In Binary Neural Networks, the inputs, outputs and weights are all binary values. By binary here, we mean Bipolar Binary, i.e. +1 & -1 values. In this case, -1 is actually represented as a 0. It becomes instantly obvious that replacing a 32-bit real number with a single bit would come with big savings – cheaper to store, cheaper to compute and consumes less power!
Cheaper to store is kinda obvious – it is cheaper to store 1 bit per value instead of 32 bits. But how did it get so much cheaper to compute. In order to understand that, lets take a step back and see how convolutions are computed today. In most cases, convolutions are written out as matrix multiplication problems. And most GPUs can perform this operation very efficiently today on floating point numbers. Essentially the matrix multiply translates to a dot product operation – multiply followed by accumulate of every row in matrix A, with every column in Matrix B.
for each i in width: C += A[row][i] * B[i][col]
The above equation could also apply to binary values, but surely we can do better with bits. Turns out we can substitute the fairly expensive multiply-accumulate (MAC) logic with a simple XNOR operation followed by pop-count to get the same results! How cool is that.
for each i in width: C += popcount(XNOR(A[row][i], B[i][col]))
XNOR and Popcount can be implement with much fewer gates than MAC. And whats cooler, it does not require any hardware changes unlike 8- and 16-bit integers since we are only considered with the binary representation. Most languages have built-in functions for popcount. XNOR can be implemented with == operator.
To understand the math better, I tried to write out an example:
A = 10010 B = 01111 0 is really -1 here Dot product: A * B = (1 * -1) + (-1 * 1) + (-1 * 1) + (1 * 1) + (-1 * 1) Result from traditional method = (-1) + (-1) + 1 + (-1) = -3 XNOR(A, B) = 00010 Popcount P of 00010 = 1
Wait!

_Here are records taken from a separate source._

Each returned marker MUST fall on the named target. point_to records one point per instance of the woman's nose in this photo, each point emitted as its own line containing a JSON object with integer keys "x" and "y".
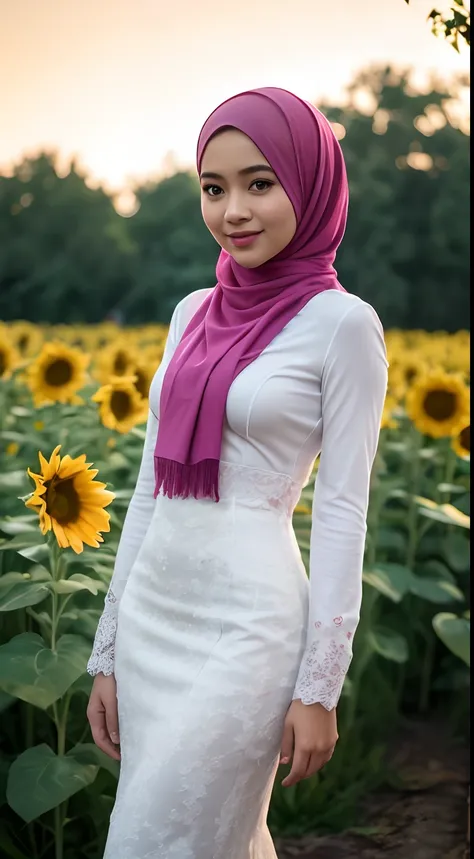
{"x": 237, "y": 210}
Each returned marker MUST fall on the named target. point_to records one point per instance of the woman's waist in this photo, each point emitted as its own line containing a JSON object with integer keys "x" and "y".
{"x": 243, "y": 486}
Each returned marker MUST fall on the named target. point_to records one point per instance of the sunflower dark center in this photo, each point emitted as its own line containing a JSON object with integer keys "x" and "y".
{"x": 62, "y": 501}
{"x": 58, "y": 373}
{"x": 440, "y": 405}
{"x": 141, "y": 383}
{"x": 465, "y": 438}
{"x": 120, "y": 364}
{"x": 120, "y": 405}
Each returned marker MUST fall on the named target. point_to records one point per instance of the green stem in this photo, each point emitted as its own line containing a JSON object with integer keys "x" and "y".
{"x": 427, "y": 671}
{"x": 415, "y": 480}
{"x": 60, "y": 810}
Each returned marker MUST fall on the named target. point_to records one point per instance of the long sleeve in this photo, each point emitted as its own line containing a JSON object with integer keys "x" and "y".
{"x": 353, "y": 388}
{"x": 135, "y": 526}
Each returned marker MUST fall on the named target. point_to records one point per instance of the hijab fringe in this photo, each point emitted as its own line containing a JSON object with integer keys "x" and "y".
{"x": 200, "y": 480}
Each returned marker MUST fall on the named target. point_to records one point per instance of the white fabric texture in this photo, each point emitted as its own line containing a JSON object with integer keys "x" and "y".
{"x": 210, "y": 624}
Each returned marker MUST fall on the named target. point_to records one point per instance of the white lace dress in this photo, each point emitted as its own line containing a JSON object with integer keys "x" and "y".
{"x": 210, "y": 625}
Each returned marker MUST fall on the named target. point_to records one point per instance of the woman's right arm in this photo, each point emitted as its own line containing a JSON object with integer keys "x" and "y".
{"x": 135, "y": 526}
{"x": 134, "y": 529}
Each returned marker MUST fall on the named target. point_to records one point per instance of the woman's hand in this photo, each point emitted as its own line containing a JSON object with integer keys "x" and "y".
{"x": 310, "y": 735}
{"x": 102, "y": 714}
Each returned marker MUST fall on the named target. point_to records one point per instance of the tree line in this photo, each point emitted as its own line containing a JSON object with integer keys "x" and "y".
{"x": 67, "y": 256}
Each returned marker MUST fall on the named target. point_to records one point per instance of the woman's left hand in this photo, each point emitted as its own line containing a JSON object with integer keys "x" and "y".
{"x": 310, "y": 736}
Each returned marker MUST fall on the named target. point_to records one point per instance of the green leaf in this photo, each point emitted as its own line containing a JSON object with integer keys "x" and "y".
{"x": 89, "y": 753}
{"x": 6, "y": 701}
{"x": 456, "y": 550}
{"x": 14, "y": 481}
{"x": 39, "y": 780}
{"x": 446, "y": 513}
{"x": 391, "y": 540}
{"x": 435, "y": 590}
{"x": 40, "y": 554}
{"x": 23, "y": 541}
{"x": 455, "y": 633}
{"x": 17, "y": 590}
{"x": 389, "y": 644}
{"x": 75, "y": 583}
{"x": 391, "y": 580}
{"x": 35, "y": 674}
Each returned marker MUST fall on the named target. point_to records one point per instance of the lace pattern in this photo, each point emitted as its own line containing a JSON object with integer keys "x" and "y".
{"x": 101, "y": 660}
{"x": 325, "y": 664}
{"x": 255, "y": 487}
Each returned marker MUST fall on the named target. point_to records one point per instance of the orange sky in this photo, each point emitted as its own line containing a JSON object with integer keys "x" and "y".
{"x": 123, "y": 82}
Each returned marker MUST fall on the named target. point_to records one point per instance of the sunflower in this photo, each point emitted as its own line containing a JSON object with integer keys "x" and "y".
{"x": 438, "y": 404}
{"x": 69, "y": 501}
{"x": 461, "y": 443}
{"x": 57, "y": 374}
{"x": 117, "y": 359}
{"x": 121, "y": 406}
{"x": 9, "y": 356}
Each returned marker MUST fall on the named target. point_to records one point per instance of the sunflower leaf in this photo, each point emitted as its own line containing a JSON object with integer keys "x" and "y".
{"x": 13, "y": 525}
{"x": 455, "y": 633}
{"x": 75, "y": 583}
{"x": 435, "y": 590}
{"x": 31, "y": 671}
{"x": 39, "y": 780}
{"x": 389, "y": 644}
{"x": 392, "y": 580}
{"x": 17, "y": 590}
{"x": 22, "y": 541}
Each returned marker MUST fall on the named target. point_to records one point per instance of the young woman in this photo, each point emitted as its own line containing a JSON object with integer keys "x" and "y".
{"x": 223, "y": 658}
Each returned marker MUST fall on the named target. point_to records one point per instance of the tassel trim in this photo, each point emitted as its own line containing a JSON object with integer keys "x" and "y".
{"x": 180, "y": 480}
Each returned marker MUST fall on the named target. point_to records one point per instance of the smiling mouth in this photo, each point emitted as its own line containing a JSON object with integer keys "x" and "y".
{"x": 241, "y": 240}
{"x": 244, "y": 235}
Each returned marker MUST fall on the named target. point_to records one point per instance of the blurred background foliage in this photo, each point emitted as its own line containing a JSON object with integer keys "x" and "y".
{"x": 68, "y": 256}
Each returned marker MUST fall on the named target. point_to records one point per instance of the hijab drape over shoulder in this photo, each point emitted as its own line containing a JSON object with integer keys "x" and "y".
{"x": 249, "y": 306}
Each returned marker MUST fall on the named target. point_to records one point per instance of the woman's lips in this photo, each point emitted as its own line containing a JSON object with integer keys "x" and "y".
{"x": 243, "y": 241}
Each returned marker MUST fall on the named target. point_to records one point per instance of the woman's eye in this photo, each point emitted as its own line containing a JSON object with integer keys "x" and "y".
{"x": 260, "y": 183}
{"x": 211, "y": 188}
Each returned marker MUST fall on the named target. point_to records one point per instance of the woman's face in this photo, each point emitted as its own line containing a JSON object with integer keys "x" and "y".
{"x": 241, "y": 195}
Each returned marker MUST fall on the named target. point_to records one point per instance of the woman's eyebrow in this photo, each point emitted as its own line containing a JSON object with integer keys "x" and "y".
{"x": 256, "y": 168}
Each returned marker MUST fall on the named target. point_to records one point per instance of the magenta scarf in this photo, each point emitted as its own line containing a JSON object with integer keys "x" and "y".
{"x": 248, "y": 307}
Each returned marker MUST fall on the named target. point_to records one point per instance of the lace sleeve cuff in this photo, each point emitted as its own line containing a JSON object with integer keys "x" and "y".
{"x": 103, "y": 652}
{"x": 325, "y": 664}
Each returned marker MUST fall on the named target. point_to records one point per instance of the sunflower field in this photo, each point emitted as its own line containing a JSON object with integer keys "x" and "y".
{"x": 73, "y": 403}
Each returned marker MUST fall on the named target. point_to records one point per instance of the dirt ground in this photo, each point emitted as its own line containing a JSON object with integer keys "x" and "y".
{"x": 428, "y": 819}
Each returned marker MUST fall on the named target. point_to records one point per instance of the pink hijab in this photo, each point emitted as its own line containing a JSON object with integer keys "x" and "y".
{"x": 248, "y": 307}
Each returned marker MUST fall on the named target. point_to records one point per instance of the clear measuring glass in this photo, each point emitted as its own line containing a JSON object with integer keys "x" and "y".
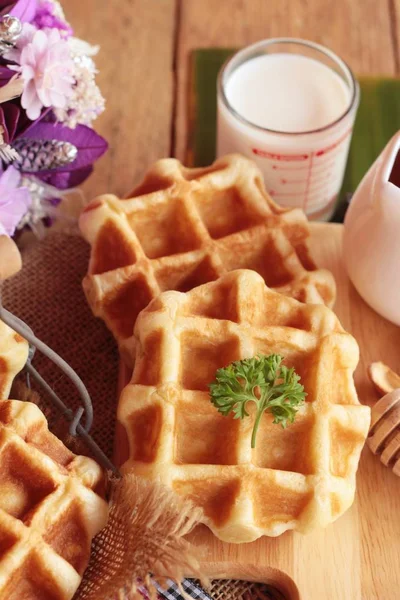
{"x": 301, "y": 168}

What just happened, -3 is clearly != 1.
Well after a LOT of hunting around, I found some sources which say that the actual result is not just XNOR followed by popcount. There is one additional step.
XNOR(A, B) = 00010 Popcount P of 00010 = 1 Result = 2*P - N, where N is the total number of bits In this case 2*1 - 5 = -3
And the world makes sense again!
It is still unclear as to why this is not called out explicitly. Some other papers also refer to an XOR instead of XNOR. But you get the basic idea!
Look here to see some good diagrams explaining the complexity of floating point networks vs BNNs.
The process of converting from a real value to binary is termed Binarization (d-uh). One of the simplest functions used for this is the Sign function.
Sign(x) = +1, if x ≥ 0 -1, else
During forward propagation, the weights and inputs are binarized at each layer. The gradients that go through back propagation are NOT binary though, they are real values. This is because the updates to the weights are very small and need higher precision to be represented.
Some of the inaccuracies from BNN can also be considered equal to dropoff. At a high level dropoff is nothing but zeroing out random activations in order to prevent over fitting.
The author also goes on to say that sometimes, BNNs need more hyperplanes (translates to more hidden units) to achieve similar accuracy as traditional DNNs. This however doesn’t increase the cost a lot because each BNN node is much cheaper to compute.
So does all of this work? Apparently yes. There are some experiments in the paper which show that MNIST worked quite well. Please do refer to that. Many of the DL Frameworks have implementations for BNN so it’s going to be fun experimenting with bits soon!